As someone who was a participant for a study on reading and comprehension levels in my state, I have to admit that Google has caused some problems in my college career. Google can be great and helpful when you’re on a time crunch or just need the paragraph overview. But like Carr speaks to in his article, it means we skim quickly and move on to the next link on the page.
I’m an English major, I have to do a lot of reading. So being assigned a book a week meant that I wasn’t truly reading and comprehending. I didn’t have the time or the focus to read and think about every line on the page. Instead I skimmed each chapter, got a summary of the plot and knew only three of the characters’ names. Maybe that’s just what has come out of college, but that’s not how I want to read.

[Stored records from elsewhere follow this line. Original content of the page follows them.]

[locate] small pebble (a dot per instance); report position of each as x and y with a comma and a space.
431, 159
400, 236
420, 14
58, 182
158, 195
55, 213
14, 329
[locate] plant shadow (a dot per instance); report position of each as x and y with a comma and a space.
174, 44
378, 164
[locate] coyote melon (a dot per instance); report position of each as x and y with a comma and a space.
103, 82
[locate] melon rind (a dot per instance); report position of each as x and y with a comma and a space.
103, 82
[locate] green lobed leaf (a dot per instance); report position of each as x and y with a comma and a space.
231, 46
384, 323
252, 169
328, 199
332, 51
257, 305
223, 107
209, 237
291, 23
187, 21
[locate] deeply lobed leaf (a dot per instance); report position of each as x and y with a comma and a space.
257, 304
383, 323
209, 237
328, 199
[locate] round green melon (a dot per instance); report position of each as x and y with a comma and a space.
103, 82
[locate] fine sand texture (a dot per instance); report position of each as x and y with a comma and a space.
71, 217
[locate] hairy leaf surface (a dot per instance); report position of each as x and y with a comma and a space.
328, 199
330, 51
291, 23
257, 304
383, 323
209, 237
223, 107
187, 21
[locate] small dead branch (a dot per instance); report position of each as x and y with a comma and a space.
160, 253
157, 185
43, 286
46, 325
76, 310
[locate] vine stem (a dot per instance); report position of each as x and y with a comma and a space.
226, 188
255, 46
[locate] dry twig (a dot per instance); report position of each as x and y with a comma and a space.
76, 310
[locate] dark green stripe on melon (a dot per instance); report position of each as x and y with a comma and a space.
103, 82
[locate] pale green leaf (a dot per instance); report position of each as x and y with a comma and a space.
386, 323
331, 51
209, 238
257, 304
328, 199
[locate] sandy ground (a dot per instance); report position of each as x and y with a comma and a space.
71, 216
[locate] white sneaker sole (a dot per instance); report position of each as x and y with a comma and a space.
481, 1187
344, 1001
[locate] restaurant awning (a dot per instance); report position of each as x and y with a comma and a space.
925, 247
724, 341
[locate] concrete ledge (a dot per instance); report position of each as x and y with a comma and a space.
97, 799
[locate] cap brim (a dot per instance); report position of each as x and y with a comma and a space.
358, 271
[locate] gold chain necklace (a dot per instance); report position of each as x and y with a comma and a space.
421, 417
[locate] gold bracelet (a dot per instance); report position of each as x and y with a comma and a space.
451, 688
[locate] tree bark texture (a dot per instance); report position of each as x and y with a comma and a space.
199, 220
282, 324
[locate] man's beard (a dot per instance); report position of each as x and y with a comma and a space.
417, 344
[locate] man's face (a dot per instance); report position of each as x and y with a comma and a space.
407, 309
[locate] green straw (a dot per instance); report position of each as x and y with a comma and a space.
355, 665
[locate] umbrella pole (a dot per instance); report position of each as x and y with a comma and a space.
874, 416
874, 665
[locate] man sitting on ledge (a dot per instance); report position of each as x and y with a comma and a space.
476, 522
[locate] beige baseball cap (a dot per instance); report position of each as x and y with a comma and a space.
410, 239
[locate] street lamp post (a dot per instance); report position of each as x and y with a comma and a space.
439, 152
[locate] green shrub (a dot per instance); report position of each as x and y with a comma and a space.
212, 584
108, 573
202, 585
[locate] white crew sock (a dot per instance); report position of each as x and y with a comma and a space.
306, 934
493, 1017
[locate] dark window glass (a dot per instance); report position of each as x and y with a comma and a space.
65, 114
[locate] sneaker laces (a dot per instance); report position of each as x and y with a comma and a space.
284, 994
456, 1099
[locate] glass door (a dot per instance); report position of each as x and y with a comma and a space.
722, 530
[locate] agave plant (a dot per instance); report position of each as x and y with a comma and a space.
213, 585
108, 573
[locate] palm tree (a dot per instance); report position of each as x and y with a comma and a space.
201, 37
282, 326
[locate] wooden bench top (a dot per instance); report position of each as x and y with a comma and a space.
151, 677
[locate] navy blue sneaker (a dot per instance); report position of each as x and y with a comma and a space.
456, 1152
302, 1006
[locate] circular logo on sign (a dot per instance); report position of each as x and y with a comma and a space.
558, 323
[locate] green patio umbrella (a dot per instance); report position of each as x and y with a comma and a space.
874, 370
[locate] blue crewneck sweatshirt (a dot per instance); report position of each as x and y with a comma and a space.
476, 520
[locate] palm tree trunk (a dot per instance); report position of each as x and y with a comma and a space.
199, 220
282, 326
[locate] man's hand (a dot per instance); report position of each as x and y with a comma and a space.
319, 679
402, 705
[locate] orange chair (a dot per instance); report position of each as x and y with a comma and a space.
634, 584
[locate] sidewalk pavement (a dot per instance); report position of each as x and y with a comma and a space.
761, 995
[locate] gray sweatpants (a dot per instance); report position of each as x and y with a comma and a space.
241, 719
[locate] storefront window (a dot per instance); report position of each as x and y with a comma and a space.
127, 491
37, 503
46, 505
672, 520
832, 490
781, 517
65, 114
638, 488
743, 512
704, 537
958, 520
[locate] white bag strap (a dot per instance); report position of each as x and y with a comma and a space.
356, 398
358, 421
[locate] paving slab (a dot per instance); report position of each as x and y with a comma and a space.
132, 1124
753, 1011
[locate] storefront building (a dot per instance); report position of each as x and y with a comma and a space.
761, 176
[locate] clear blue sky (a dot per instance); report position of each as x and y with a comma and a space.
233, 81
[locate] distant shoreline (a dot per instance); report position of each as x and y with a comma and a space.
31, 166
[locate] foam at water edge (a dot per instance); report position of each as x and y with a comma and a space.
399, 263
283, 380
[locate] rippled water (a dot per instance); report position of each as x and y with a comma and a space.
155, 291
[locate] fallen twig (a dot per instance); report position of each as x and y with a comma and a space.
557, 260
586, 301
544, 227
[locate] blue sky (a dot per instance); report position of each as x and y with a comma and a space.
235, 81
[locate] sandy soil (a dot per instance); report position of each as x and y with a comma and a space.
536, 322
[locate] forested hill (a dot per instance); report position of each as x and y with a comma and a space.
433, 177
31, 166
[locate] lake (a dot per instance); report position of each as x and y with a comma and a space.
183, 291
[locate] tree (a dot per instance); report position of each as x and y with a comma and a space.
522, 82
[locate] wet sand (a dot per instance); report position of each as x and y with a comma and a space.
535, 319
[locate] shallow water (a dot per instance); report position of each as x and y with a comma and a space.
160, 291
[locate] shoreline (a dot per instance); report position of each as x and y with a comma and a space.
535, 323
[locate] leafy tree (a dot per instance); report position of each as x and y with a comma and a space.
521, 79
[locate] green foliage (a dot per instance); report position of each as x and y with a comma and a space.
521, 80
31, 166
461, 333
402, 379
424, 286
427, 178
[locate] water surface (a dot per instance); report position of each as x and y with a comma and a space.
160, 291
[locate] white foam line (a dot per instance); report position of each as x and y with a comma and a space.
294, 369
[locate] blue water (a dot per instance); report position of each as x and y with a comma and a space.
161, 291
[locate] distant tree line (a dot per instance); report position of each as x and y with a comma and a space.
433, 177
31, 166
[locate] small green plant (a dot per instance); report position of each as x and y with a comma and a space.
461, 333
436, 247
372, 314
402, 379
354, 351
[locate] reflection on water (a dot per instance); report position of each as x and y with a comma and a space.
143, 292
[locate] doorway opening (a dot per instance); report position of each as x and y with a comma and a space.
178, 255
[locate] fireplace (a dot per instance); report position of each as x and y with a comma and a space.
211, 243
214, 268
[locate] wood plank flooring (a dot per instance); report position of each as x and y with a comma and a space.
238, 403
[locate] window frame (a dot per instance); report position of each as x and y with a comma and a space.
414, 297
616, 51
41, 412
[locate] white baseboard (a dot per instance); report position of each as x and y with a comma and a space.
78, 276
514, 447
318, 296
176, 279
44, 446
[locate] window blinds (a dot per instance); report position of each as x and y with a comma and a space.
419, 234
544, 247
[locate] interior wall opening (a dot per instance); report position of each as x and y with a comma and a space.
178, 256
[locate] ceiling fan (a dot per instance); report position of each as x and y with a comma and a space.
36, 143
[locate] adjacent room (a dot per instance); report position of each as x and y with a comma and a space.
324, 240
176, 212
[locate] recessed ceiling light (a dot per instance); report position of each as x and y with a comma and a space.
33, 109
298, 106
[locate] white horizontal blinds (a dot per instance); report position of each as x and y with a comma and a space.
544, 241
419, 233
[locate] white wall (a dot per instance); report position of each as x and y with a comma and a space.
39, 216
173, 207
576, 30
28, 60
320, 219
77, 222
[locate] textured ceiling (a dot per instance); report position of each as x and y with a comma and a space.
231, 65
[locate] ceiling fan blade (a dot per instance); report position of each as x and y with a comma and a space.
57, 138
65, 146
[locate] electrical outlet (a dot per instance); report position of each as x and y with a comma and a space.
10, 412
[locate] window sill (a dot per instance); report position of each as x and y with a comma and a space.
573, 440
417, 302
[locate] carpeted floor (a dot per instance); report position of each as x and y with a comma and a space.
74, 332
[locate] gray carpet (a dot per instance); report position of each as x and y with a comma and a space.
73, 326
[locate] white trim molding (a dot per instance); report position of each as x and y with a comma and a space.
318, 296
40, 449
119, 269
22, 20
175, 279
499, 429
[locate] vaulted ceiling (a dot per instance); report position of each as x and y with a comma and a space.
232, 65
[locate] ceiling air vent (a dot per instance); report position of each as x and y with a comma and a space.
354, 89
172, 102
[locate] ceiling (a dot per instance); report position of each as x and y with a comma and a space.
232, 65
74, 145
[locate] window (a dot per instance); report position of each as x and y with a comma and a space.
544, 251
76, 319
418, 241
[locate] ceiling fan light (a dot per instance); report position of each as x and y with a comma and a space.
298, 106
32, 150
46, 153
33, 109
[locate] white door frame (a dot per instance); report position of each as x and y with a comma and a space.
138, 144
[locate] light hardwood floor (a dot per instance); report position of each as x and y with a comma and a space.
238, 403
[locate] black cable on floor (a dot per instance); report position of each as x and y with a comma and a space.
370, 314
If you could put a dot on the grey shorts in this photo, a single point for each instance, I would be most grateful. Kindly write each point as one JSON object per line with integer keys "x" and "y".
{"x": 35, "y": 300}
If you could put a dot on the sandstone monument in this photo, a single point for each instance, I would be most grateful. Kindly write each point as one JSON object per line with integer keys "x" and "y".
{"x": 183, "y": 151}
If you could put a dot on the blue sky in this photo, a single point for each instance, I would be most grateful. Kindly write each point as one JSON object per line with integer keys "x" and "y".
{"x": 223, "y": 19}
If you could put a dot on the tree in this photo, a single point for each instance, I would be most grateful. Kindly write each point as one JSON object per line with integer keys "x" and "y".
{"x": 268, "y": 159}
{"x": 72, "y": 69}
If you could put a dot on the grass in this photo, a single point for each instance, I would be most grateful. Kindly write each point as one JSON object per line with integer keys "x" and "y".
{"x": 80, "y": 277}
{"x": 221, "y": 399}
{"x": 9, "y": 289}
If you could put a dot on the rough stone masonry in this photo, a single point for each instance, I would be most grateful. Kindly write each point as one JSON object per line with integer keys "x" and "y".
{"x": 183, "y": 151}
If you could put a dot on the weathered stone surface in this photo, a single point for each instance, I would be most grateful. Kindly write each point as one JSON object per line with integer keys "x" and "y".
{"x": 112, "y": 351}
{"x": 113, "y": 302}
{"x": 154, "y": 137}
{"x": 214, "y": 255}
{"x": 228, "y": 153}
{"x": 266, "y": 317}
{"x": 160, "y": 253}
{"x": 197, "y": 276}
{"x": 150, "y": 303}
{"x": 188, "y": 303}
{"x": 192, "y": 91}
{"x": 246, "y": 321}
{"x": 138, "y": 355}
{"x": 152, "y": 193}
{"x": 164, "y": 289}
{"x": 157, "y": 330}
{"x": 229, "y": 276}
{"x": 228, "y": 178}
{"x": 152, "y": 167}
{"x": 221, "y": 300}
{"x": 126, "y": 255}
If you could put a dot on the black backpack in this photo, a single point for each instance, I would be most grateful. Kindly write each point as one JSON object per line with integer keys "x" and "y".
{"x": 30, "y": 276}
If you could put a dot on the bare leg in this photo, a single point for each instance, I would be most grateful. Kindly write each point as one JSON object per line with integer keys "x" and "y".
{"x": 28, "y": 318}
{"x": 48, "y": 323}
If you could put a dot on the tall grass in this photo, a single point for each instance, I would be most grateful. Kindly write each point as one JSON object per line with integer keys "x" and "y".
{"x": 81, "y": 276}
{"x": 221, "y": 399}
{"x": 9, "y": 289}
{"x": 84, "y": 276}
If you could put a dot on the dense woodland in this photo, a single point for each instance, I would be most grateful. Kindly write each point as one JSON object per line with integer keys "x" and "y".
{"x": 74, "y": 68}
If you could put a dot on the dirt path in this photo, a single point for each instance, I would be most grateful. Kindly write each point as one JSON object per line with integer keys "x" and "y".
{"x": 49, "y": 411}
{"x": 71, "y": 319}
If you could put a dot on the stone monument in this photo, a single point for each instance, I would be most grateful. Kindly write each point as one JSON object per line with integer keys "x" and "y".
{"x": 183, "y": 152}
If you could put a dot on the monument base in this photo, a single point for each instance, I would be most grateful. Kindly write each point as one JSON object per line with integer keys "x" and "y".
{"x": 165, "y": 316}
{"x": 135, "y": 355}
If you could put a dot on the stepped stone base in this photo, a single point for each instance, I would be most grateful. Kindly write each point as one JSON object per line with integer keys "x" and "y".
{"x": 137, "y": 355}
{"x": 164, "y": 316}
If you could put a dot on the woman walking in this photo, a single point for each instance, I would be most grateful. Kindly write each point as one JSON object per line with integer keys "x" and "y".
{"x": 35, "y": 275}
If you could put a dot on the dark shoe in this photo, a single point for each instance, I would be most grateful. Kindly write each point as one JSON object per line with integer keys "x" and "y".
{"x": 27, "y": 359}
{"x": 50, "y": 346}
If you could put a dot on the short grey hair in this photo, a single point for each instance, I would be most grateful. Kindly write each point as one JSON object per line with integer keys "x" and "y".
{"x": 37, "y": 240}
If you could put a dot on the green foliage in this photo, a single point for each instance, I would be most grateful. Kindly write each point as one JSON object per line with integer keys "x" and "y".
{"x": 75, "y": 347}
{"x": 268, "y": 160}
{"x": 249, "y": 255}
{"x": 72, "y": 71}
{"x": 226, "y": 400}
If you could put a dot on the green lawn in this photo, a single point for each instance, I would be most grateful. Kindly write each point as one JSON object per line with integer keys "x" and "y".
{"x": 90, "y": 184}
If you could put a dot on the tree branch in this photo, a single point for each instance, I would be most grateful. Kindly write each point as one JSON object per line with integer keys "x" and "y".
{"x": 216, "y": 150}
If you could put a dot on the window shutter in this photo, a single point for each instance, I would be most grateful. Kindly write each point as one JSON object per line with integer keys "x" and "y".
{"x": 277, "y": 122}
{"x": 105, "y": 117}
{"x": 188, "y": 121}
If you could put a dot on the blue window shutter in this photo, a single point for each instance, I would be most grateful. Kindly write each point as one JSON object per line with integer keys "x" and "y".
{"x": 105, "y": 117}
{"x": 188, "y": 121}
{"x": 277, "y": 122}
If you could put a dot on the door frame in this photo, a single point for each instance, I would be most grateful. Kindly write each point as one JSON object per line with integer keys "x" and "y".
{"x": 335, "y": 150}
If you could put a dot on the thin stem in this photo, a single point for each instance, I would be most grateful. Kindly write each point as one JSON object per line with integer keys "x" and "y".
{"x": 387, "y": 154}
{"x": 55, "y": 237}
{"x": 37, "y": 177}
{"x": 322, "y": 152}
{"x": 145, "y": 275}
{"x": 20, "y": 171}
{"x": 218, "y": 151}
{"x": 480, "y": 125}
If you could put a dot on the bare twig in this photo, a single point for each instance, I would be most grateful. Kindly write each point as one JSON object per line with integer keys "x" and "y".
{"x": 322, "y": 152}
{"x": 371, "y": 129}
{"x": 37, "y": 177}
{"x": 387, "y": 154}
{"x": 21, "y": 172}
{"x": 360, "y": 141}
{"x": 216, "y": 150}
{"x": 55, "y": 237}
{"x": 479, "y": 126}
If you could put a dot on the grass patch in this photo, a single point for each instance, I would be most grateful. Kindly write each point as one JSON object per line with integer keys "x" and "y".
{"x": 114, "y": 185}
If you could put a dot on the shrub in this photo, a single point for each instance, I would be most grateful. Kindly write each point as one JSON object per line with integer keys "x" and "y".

When I was in 5th grade I was reading at the level of a high scoring SAT 11th grader. Now? I get restless when I try to enjoy a book. Let’s ignore textbooks, because those are a whole other monster with a whole other set of problems. I’ve noticed that since becoming dependent on online research, I have to jump from one thing to another. I pick up a book, read for a bit, go on my phone and check all my social media, then go back to reading. I can’t just sit and read for extended periods of time because I don’t remember what I read or I find myself skipping entire paragraphs just to move it along faster.
Carr also commented on how the thought process when typed out is different than if you write it down on paper. When I read that, I thought immediately of all the times people had asked me why I write on paper instead of typing up the book I’m writing. I’d never really thought about it, just shrugged it off with a, “oh, this is just easier for me.” But when I write out my story, I’ll end up with all sorts of crossed out lines and changed words because I tend to edit as I write. When I type, I lose all those revisions and new ideas. I can’t retrace my steps or my train of thought when I delete in a Word doc.
So call me old fashioned, but I’ll stick to my pen and paperbacks, thanks.